Lotus launched a legend in 1962, the Lotus Elan. Following on from the previous Elite model, the new Elan offered improved handling and performance and had a less fragile feel to its overall design.
It was the first Lotus road car to use the now famous steel backbone chassis with a fibreglass body. At 1,500lb all up, the Elan embodied the Colin Chapman 'less is more' design philosophy, paring weight to a minimum in a quest for the ultimate driving experience.
Below the bonnet sat an engine that would become a legend in its own right, the Lotus-Ford twin-cam with a Cosworth alloy head which went on to power other classic Lotus models including the Cortina sports saloons. Equipped with all-round independent suspension and four-wheel disc brakes, the Elan could sprint to 60mph in 7.8 seconds and hit 122mph flat out.
Initially the Elan came as an open two-seater but from 1964 a fixed-head coupe was also available, and in 1967 a new Elan 2+2 joined the range which offered more comfort in a classic GT format. From 1970 a +2S version was available which raised the power from 118bhp to 126bhp. Light, powerful and with sensational handling, it proved an immense commercial success for Lotus, slightly fewer than 9,000 Elans of all types being produced by the time production ceased in 1973, of which 3,300 were 2+2 models.
First registered in March 1971, this +2S has been off the road for many years and is being offered here as a light restoration project. We are informed that much work has already been done to the car including the fitment of a new chassis; new light pods and vacuum pods; new dash; new carpets, doorcards and retrimmed seats with extra material to complete the trim. The chrome bumpers and door frames are in good condition, as are the tyres. The bodywork is also described as good although it could do with a repaint to make it really smart.

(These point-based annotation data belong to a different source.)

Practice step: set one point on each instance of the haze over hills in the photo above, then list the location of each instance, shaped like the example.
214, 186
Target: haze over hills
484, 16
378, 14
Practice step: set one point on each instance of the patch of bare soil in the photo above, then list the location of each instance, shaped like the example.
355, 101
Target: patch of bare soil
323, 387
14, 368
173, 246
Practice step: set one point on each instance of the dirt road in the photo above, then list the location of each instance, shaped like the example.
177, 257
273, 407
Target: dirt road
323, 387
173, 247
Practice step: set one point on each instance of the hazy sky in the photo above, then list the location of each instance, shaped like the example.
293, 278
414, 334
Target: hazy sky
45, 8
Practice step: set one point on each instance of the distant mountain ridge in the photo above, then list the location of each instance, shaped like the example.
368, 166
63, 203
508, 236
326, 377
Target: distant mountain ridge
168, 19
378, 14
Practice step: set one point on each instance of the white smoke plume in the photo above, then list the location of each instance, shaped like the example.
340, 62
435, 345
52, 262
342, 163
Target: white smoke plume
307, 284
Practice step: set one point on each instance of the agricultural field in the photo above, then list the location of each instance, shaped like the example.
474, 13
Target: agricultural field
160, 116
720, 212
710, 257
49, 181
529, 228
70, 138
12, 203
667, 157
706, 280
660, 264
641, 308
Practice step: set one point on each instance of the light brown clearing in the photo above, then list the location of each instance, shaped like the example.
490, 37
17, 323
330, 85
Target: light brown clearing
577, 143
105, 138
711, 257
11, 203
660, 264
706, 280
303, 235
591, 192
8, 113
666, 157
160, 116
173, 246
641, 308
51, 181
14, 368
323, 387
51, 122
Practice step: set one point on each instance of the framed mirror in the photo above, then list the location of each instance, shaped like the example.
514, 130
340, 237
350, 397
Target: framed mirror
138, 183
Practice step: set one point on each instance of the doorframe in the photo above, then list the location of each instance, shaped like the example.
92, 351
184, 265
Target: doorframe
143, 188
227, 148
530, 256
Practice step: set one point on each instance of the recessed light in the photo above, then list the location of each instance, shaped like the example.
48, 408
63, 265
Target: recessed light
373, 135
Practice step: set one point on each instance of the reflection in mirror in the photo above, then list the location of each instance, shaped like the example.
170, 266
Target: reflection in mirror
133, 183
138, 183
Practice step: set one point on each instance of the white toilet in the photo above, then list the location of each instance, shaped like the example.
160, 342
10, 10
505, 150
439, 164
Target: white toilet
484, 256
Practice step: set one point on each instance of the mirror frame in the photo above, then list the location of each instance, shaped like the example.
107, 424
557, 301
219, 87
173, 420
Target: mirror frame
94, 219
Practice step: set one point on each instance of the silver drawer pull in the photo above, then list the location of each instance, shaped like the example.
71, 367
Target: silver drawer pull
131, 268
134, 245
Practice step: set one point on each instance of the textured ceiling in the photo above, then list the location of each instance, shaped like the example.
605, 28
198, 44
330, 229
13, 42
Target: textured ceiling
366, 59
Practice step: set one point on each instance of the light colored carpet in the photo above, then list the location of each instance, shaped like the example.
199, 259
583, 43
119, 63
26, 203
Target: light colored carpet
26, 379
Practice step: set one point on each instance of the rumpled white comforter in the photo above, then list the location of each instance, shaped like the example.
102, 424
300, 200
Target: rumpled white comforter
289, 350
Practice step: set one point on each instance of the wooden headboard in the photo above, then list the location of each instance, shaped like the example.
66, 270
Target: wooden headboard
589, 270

A new Auto Sparks wiring loom has also been partially fitted and the car comes with a wiring diagram to complete the task but until this is done the car cannot be started so the condition of the engine and gearbox is unknown. There are eight old MOTs on file, the last of which dates from 2000 when the mileage was 96,505 and as the clock is now showing 96,636 miles it is safe to assume that it has been off the road since 2000/2001.
Supplied with a bootful of useful spares, a V5C, various bills and the aforementioned old MOTs, it should not take too much to get it back on the road and will keep someone profitably engaged during the long summer evenings ahead of us.